Piece by piece JET is being adapted to be as close as possible to a mini-ITER, to enable as much advance testing of the next step fusion experiment’s design and operation as possible. The last experimental campaign was based around the ITER-Like-Wall, testing out the materials and behaviour of the plasma in a metallic vessel. Future plans involve moving to different fuels and testing other subsystems planned for ITER such as ELM coils, which could prove crucial to ITER’s success.

ITER of course aims to operate in the plasma regime with the highest energy confinement. Known as the H-mode, this regime of operation was discovered at the Asdex tokamak in Germany in 1982. When the right combination of heating and gas fuelling is used, the H-mode occurs, characterised by the plasma developing an outer layer which prevents particles from escaping. However, with the H-mode came ELMs, edge localised modes.

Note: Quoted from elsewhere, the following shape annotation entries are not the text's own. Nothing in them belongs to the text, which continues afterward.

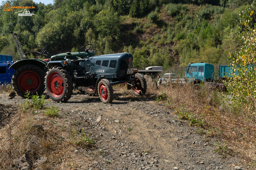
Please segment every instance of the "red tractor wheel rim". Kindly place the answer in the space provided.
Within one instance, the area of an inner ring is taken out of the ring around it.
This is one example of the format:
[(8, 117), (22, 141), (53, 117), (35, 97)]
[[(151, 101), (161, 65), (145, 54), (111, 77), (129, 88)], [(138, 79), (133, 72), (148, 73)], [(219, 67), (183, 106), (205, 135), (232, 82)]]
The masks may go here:
[(137, 87), (136, 86), (132, 86), (132, 90), (133, 91), (136, 93), (138, 94), (140, 94), (140, 92), (141, 92), (141, 90), (142, 89), (142, 86), (141, 85), (141, 83), (139, 83), (140, 82), (140, 80), (138, 78), (135, 77), (135, 82), (134, 83), (134, 82), (132, 82), (132, 85), (137, 85)]
[(103, 83), (100, 84), (100, 97), (104, 101), (108, 100), (108, 89)]
[(48, 91), (54, 97), (60, 96), (64, 92), (64, 81), (57, 72), (50, 74), (47, 80)]
[(94, 86), (86, 88), (86, 90), (89, 92), (94, 92), (94, 91), (95, 91), (95, 87)]
[(28, 91), (33, 93), (38, 90), (41, 85), (41, 79), (38, 75), (32, 71), (24, 72), (18, 78), (19, 87), (23, 92)]

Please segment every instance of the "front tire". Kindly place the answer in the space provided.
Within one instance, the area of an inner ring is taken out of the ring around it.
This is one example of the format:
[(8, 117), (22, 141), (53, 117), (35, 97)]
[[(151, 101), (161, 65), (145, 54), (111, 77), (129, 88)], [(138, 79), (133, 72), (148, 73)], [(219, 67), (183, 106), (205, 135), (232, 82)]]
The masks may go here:
[(136, 81), (132, 83), (132, 91), (137, 96), (144, 96), (147, 91), (147, 82), (141, 74), (136, 73)]
[(46, 72), (44, 84), (47, 94), (52, 100), (64, 102), (73, 94), (73, 81), (69, 72), (64, 68), (54, 66)]
[(44, 79), (45, 73), (32, 64), (22, 66), (15, 71), (12, 78), (12, 86), (18, 96), (24, 97), (27, 91), (41, 95), (44, 91)]
[(102, 103), (111, 103), (113, 101), (114, 92), (109, 81), (105, 78), (101, 80), (99, 82), (98, 88), (99, 96)]

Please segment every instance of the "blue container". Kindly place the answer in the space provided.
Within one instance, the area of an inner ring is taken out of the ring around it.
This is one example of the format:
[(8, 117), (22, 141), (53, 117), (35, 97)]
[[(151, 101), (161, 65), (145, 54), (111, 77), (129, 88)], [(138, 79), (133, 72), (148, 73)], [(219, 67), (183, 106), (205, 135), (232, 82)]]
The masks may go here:
[(0, 61), (0, 85), (12, 82), (12, 77), (15, 70), (12, 68), (10, 69), (9, 68), (14, 62)]
[(0, 54), (0, 61), (12, 61), (12, 56)]

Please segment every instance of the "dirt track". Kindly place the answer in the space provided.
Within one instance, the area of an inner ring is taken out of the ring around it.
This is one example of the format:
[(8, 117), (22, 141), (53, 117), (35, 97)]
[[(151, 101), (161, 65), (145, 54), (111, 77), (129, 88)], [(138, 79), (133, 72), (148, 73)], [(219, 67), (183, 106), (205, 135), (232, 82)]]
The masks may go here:
[[(74, 147), (61, 153), (59, 156), (63, 162), (52, 164), (50, 169), (229, 170), (234, 169), (232, 164), (235, 164), (246, 168), (238, 156), (228, 154), (223, 158), (215, 153), (217, 139), (197, 133), (197, 128), (178, 120), (174, 109), (148, 98), (131, 102), (129, 95), (118, 93), (114, 91), (114, 98), (118, 100), (111, 104), (79, 92), (65, 103), (48, 101), (47, 107), (55, 105), (60, 108), (61, 116), (54, 120), (60, 127), (65, 127), (64, 133), (68, 134), (71, 129), (84, 129), (96, 141), (92, 148)], [(22, 100), (19, 96), (8, 100), (8, 94), (1, 94), (0, 104), (10, 107), (1, 105), (1, 114), (2, 109), (6, 111), (0, 117), (1, 126), (7, 122), (5, 114), (12, 109), (11, 106), (17, 106)], [(49, 119), (42, 113), (37, 115), (39, 119), (34, 116), (38, 121)], [(0, 134), (4, 128), (0, 127)], [(2, 139), (0, 137), (0, 142)], [(218, 140), (222, 143), (221, 139)], [(46, 164), (51, 162), (48, 161)], [(41, 169), (45, 169), (44, 166)]]

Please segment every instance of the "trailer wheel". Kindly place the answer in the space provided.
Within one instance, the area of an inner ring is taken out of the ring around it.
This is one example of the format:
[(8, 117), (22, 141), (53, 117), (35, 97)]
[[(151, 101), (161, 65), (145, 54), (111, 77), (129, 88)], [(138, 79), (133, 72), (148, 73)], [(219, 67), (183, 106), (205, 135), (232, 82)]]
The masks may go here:
[(99, 82), (98, 91), (101, 101), (104, 104), (110, 103), (113, 101), (114, 92), (109, 81), (105, 78)]
[(142, 96), (147, 91), (147, 82), (141, 74), (135, 74), (135, 82), (132, 83), (132, 90), (136, 96)]
[(91, 96), (96, 96), (96, 87), (95, 86), (88, 87), (84, 89), (84, 91)]
[(64, 102), (73, 94), (73, 81), (69, 72), (63, 67), (54, 66), (46, 72), (44, 84), (50, 97), (57, 102)]
[(24, 97), (27, 91), (41, 95), (44, 91), (45, 73), (38, 66), (24, 65), (15, 71), (12, 78), (12, 86), (18, 96)]

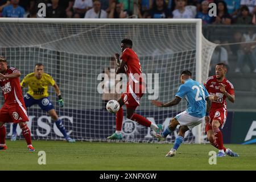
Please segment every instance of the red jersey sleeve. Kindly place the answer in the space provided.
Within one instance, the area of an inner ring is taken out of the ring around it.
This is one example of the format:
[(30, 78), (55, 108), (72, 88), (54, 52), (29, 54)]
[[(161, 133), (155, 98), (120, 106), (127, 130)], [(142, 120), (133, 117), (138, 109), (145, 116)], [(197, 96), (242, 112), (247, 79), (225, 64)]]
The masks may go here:
[(18, 71), (17, 69), (14, 67), (10, 67), (8, 69), (8, 72), (9, 74), (14, 73), (19, 73), (19, 71)]
[(129, 50), (126, 48), (125, 49), (125, 51), (123, 51), (121, 59), (124, 61), (125, 63), (126, 63), (129, 57), (130, 57)]

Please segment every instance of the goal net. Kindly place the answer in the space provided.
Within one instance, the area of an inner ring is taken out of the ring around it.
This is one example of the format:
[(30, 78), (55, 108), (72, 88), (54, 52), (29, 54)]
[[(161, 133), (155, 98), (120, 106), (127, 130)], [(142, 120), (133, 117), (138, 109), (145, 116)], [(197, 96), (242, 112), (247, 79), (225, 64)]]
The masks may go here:
[[(9, 65), (20, 71), (21, 80), (34, 72), (36, 63), (44, 64), (45, 72), (55, 79), (63, 97), (64, 107), (60, 108), (53, 88), (49, 88), (57, 113), (71, 136), (81, 140), (105, 140), (115, 131), (115, 115), (107, 112), (104, 100), (117, 99), (119, 94), (102, 94), (100, 90), (111, 90), (118, 82), (109, 80), (102, 73), (108, 71), (113, 75), (108, 68), (113, 67), (113, 55), (121, 52), (123, 38), (133, 41), (133, 48), (147, 78), (147, 92), (136, 112), (164, 127), (185, 109), (186, 102), (163, 109), (153, 106), (150, 99), (172, 100), (180, 85), (180, 73), (185, 69), (191, 71), (194, 80), (203, 82), (216, 46), (202, 35), (199, 19), (1, 18), (0, 22), (0, 54), (7, 58)], [(24, 94), (27, 91), (24, 89)], [(1, 97), (1, 105), (3, 103)], [(54, 122), (38, 106), (27, 110), (34, 139), (63, 139)], [(10, 137), (12, 125), (6, 125)], [(204, 141), (204, 127), (187, 131), (185, 142)], [(17, 128), (18, 138), (22, 138)], [(123, 140), (155, 141), (150, 131), (124, 117)], [(176, 135), (176, 131), (167, 141), (174, 141)]]

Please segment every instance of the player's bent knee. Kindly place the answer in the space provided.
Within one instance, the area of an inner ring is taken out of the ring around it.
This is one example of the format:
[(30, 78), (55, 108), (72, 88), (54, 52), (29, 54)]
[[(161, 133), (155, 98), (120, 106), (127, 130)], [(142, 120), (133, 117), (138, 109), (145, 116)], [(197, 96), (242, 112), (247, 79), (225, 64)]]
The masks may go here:
[(220, 122), (218, 120), (213, 120), (212, 123), (212, 127), (213, 129), (218, 128), (220, 126)]

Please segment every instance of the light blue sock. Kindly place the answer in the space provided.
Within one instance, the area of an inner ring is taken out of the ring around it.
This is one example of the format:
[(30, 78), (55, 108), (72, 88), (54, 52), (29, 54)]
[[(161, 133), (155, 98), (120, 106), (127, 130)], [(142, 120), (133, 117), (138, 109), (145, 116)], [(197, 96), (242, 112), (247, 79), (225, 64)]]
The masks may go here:
[(170, 135), (172, 133), (172, 131), (168, 127), (167, 127), (164, 131), (162, 133), (163, 136), (166, 137), (168, 135)]
[(172, 148), (175, 149), (176, 150), (177, 150), (180, 145), (181, 144), (182, 142), (184, 141), (184, 138), (180, 136), (177, 136), (177, 138), (175, 139), (175, 142), (174, 143), (174, 146)]
[(62, 124), (61, 120), (59, 119), (58, 120), (55, 121), (55, 124), (56, 126), (57, 126), (57, 127), (59, 129), (59, 130), (60, 130), (60, 132), (61, 132), (64, 138), (66, 138), (67, 136), (68, 136), (68, 134), (67, 134), (66, 130), (65, 130), (65, 127)]

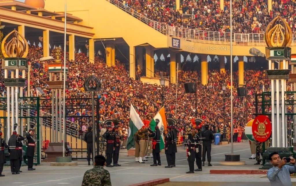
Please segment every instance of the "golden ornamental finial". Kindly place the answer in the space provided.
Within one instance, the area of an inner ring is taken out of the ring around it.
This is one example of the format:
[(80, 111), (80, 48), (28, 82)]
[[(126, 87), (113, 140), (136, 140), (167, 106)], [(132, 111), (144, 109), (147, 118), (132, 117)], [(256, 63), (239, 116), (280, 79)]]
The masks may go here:
[[(7, 41), (8, 38), (12, 36), (11, 39)], [(5, 58), (25, 58), (28, 55), (29, 46), (24, 36), (15, 29), (3, 39), (1, 50)]]
[[(280, 24), (277, 24), (278, 21)], [(288, 23), (280, 16), (277, 16), (267, 25), (265, 41), (269, 47), (287, 47), (291, 45), (292, 31)]]
[(56, 47), (54, 49), (54, 62), (55, 63), (61, 63), (62, 48), (60, 47)]

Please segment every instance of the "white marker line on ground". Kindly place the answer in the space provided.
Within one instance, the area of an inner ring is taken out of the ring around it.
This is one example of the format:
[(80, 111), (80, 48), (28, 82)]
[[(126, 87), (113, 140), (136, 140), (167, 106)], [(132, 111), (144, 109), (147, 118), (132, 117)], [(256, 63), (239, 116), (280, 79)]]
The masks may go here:
[(121, 170), (127, 170), (128, 169), (135, 169), (135, 168), (126, 168), (126, 169), (120, 169), (119, 170), (115, 170), (114, 171), (110, 171), (109, 172), (114, 172), (115, 171), (119, 171)]
[(59, 179), (59, 180), (49, 180), (48, 181), (46, 181), (46, 182), (39, 182), (38, 183), (31, 183), (30, 184), (28, 184), (26, 185), (20, 185), (20, 186), (27, 186), (27, 185), (36, 185), (36, 184), (40, 184), (41, 183), (47, 183), (48, 182), (56, 182), (57, 181), (61, 181), (62, 180), (67, 180), (67, 179), (70, 179), (71, 178), (78, 178), (80, 177), (83, 177), (83, 176), (75, 176), (75, 177), (71, 177), (69, 178), (63, 178), (62, 179)]

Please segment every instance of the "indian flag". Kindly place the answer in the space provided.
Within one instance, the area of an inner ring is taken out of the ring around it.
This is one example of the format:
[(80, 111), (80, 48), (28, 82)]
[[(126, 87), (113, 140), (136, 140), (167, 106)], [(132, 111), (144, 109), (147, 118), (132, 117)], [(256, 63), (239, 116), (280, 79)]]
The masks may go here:
[(159, 147), (160, 150), (161, 150), (165, 148), (164, 136), (163, 134), (163, 132), (166, 130), (166, 120), (165, 120), (165, 112), (164, 107), (163, 107), (156, 114), (150, 122), (149, 125), (152, 130), (154, 131), (157, 125), (160, 130), (160, 143)]
[(291, 62), (296, 63), (296, 54), (291, 54)]
[(252, 132), (252, 125), (254, 120), (254, 119), (249, 120), (244, 128), (244, 133), (246, 134), (246, 136), (249, 139), (252, 141), (255, 141), (254, 136), (253, 135), (253, 133)]
[(140, 118), (139, 115), (136, 111), (133, 105), (131, 104), (130, 111), (129, 126), (128, 132), (128, 138), (126, 145), (126, 149), (128, 150), (135, 146), (135, 139), (134, 135), (142, 126), (144, 125), (143, 122)]

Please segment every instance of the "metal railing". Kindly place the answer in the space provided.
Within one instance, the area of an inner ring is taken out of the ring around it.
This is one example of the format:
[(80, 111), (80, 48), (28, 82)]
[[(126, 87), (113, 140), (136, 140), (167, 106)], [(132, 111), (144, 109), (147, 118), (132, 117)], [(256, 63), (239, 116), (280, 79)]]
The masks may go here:
[[(197, 43), (229, 44), (230, 34), (229, 32), (213, 32), (172, 27), (152, 20), (136, 11), (126, 6), (118, 0), (106, 0), (126, 12), (160, 33), (171, 37), (183, 38)], [(232, 42), (234, 45), (266, 46), (265, 34), (233, 33)], [(292, 45), (296, 45), (296, 34), (292, 35)]]

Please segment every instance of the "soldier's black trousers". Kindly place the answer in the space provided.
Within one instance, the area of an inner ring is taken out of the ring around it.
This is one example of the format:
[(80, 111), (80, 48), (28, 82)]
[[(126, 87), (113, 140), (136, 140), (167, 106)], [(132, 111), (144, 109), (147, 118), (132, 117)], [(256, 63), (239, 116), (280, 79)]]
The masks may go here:
[(10, 170), (12, 172), (17, 173), (20, 170), (20, 160), (10, 160)]
[(31, 157), (29, 156), (28, 156), (28, 169), (30, 169), (33, 168), (33, 157)]
[(176, 164), (176, 153), (173, 152), (172, 154), (172, 165), (173, 165)]
[(196, 161), (196, 165), (197, 168), (202, 169), (202, 147), (200, 145), (198, 147), (198, 152), (196, 153), (195, 152), (195, 160)]
[(112, 162), (112, 157), (113, 155), (113, 154), (106, 154), (106, 156), (107, 156), (107, 158), (106, 159), (106, 165), (109, 165), (111, 164), (111, 163)]
[(119, 154), (113, 154), (113, 164), (118, 163), (118, 159), (119, 158)]
[(2, 174), (2, 171), (3, 171), (3, 166), (4, 164), (3, 163), (0, 164), (0, 175)]
[(87, 161), (91, 161), (91, 159), (93, 159), (93, 144), (86, 143), (86, 149), (87, 149)]
[(166, 156), (168, 165), (173, 165), (173, 164), (172, 164), (172, 154), (165, 154), (165, 156)]
[(156, 160), (158, 163), (160, 163), (160, 155), (159, 152), (157, 153), (155, 152), (155, 150), (154, 149), (152, 149), (152, 154), (153, 155), (153, 163), (155, 164), (156, 164)]

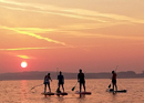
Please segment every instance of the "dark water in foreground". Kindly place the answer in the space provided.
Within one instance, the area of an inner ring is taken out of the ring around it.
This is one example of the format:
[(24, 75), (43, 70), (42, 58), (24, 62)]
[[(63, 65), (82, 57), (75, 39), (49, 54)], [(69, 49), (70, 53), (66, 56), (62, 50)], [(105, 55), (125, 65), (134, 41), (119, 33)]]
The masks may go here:
[[(111, 80), (86, 80), (86, 91), (91, 95), (80, 97), (71, 89), (75, 85), (76, 80), (65, 80), (65, 96), (43, 96), (42, 80), (22, 80), (22, 81), (0, 81), (0, 103), (144, 103), (144, 79), (119, 79), (119, 90), (127, 90), (127, 93), (109, 93), (105, 92)], [(52, 92), (56, 90), (56, 80), (51, 83)], [(79, 86), (75, 87), (75, 91)]]

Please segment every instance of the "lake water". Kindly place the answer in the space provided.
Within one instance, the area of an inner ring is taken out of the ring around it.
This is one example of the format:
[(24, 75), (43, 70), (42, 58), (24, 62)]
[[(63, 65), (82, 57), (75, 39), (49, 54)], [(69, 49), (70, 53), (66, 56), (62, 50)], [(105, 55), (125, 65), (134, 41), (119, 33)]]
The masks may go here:
[[(91, 95), (80, 97), (71, 89), (76, 80), (65, 80), (65, 96), (44, 96), (43, 80), (0, 81), (0, 103), (144, 103), (144, 79), (117, 79), (119, 90), (127, 90), (127, 93), (105, 92), (111, 80), (86, 80), (86, 91)], [(40, 85), (40, 86), (35, 86)], [(32, 89), (35, 86), (34, 89)], [(51, 82), (51, 90), (55, 92), (58, 81)], [(32, 89), (32, 90), (31, 90)], [(75, 87), (75, 91), (79, 86)]]

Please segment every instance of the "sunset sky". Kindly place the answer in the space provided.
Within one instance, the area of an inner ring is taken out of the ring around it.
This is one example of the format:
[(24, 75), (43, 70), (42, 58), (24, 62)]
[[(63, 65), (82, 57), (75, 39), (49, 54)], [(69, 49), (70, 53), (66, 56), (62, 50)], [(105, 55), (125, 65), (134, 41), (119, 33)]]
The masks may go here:
[(0, 0), (0, 73), (116, 65), (144, 70), (144, 0)]

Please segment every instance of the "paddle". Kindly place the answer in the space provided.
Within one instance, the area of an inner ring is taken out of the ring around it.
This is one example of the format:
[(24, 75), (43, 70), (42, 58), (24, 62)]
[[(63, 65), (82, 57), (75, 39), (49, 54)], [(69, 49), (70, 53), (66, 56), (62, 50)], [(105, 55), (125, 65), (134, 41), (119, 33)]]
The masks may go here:
[[(115, 69), (115, 71), (117, 70), (117, 66), (119, 66), (119, 65), (116, 65), (116, 69)], [(109, 85), (109, 89), (110, 89), (110, 87), (111, 87), (111, 83), (110, 83), (110, 85)]]
[[(76, 84), (78, 84), (78, 82), (76, 82)], [(72, 87), (72, 91), (74, 91), (74, 89), (75, 89), (76, 84)]]
[[(56, 75), (58, 75), (59, 68), (56, 68)], [(59, 92), (59, 87), (56, 89), (56, 93)]]

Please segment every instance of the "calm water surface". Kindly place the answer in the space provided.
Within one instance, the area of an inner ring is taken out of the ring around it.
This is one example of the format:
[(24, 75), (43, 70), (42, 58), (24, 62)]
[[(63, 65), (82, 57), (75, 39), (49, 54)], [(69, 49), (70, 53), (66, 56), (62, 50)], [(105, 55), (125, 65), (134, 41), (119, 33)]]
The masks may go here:
[[(75, 85), (76, 80), (65, 80), (65, 96), (43, 96), (43, 80), (21, 80), (21, 81), (0, 81), (0, 103), (144, 103), (144, 79), (119, 79), (119, 90), (127, 90), (127, 93), (109, 93), (105, 92), (111, 80), (86, 80), (86, 91), (91, 95), (80, 97), (71, 89)], [(51, 82), (51, 90), (55, 92), (58, 81)], [(75, 87), (75, 91), (79, 86)]]

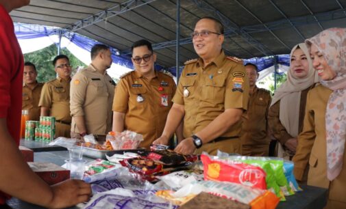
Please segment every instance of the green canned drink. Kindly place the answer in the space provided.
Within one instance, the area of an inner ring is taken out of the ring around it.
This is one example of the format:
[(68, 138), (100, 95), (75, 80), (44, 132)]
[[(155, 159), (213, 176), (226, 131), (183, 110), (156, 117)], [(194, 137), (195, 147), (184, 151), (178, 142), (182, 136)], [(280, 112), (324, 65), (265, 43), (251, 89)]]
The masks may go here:
[(25, 140), (34, 140), (35, 139), (35, 129), (27, 128), (25, 129)]
[(25, 129), (34, 129), (36, 126), (36, 122), (34, 120), (27, 120), (25, 122)]

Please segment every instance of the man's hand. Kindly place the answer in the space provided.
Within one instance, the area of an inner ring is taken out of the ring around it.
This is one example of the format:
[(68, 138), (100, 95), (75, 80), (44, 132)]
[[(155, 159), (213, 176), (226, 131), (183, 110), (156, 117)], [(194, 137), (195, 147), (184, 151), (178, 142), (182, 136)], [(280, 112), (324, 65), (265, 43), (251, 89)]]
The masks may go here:
[(79, 180), (68, 180), (51, 186), (53, 199), (50, 208), (64, 208), (88, 201), (91, 194), (89, 184)]
[(193, 143), (193, 137), (188, 137), (182, 140), (174, 149), (174, 151), (183, 154), (191, 154), (196, 150), (196, 146)]
[(169, 139), (164, 136), (161, 136), (153, 141), (153, 144), (168, 145)]
[(287, 140), (287, 141), (286, 141), (284, 145), (290, 151), (292, 151), (292, 152), (293, 152), (293, 153), (295, 153), (295, 150), (297, 149), (297, 144), (298, 144), (298, 141), (297, 140), (297, 138), (291, 138), (291, 139)]

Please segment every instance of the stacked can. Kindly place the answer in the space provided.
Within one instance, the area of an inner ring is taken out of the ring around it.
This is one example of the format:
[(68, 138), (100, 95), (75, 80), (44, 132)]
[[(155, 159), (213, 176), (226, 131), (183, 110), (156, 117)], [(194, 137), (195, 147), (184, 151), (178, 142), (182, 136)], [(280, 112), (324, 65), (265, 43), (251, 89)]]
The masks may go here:
[(49, 142), (53, 141), (55, 134), (55, 117), (40, 116), (40, 126), (38, 130), (36, 133), (35, 133), (35, 135), (37, 136), (37, 138), (35, 138), (35, 140)]
[(35, 130), (39, 126), (39, 122), (34, 120), (27, 120), (25, 122), (25, 140), (35, 139)]

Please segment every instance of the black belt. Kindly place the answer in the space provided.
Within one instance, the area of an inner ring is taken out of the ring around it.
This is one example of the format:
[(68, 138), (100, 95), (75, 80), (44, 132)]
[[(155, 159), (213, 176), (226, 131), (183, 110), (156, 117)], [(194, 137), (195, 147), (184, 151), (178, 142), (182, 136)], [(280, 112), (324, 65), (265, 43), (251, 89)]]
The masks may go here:
[(225, 141), (225, 140), (228, 140), (228, 139), (238, 139), (239, 137), (217, 137), (217, 139), (212, 140), (209, 141), (208, 143), (212, 143), (212, 142), (219, 142), (221, 141)]
[(62, 120), (55, 120), (55, 122), (58, 122), (58, 123), (60, 123), (60, 124), (65, 124), (65, 125), (71, 125), (71, 123), (68, 123), (68, 122), (66, 122), (64, 121), (62, 121)]

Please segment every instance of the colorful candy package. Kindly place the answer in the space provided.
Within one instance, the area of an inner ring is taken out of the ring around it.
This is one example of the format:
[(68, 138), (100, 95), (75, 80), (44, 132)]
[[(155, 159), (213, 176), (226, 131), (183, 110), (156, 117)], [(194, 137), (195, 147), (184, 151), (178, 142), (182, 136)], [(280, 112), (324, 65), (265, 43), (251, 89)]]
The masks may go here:
[(201, 156), (204, 167), (205, 180), (225, 181), (267, 189), (266, 173), (262, 168), (246, 163), (225, 162), (211, 158), (212, 156), (206, 154)]

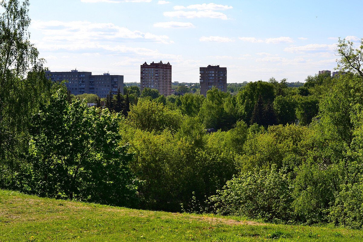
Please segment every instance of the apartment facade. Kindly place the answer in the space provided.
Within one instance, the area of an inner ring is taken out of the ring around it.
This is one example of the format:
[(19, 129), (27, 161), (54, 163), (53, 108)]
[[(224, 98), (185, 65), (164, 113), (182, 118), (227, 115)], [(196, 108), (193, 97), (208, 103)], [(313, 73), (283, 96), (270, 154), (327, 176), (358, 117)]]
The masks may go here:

The confinement in the H-mode is so good that pressure builds up inside the plasma until an ELM develops: a burst of turbulence that spews out particles and energy, much like a solar flare. Depending on the amount of energy ejected these ELMs can damage components and erode or melt wall tiles. ITER will have a plasma an order of magnitude larger than any device before, so the scale of its ELMs is a bit of an unknown. Thus the designers have taken a precautionary approach and opted to include technologies to tackle them head on. One of the most successful approaches has been to use coils to perturb the magnetic field on the edge of the confined plasma to create resonant magnetic perturbations (RMPs).

The exact mechanism of the process is still being explored. The H-mode’s confinement layer relies on particles circulating around the tokamak in distinct layers, a bit like lanes on a motorway. The innermost layers have the fastest moving particles, while the outer layers are the slowest – in the H-mode confinement is good because the particles do not change lanes much. The RMP coils induce regular wiggles in the outside layers of the plasma. These wiggles cause the concentric layers to overlap, so particles then have a way to change lanes between the layers without completely breaking down the structure. In this way the confined particles can leak out, relieving the pressure build-up which would otherwise lead to an ELM.

This technique was pioneered in the nineties on the DIII-D tokamak in San Diego and has since been replicated on other similar sized fusion experiments. However testing on JET, currently the world’s largest tokamak, is required to ensure the successful scaling to ITER’s large dimensions.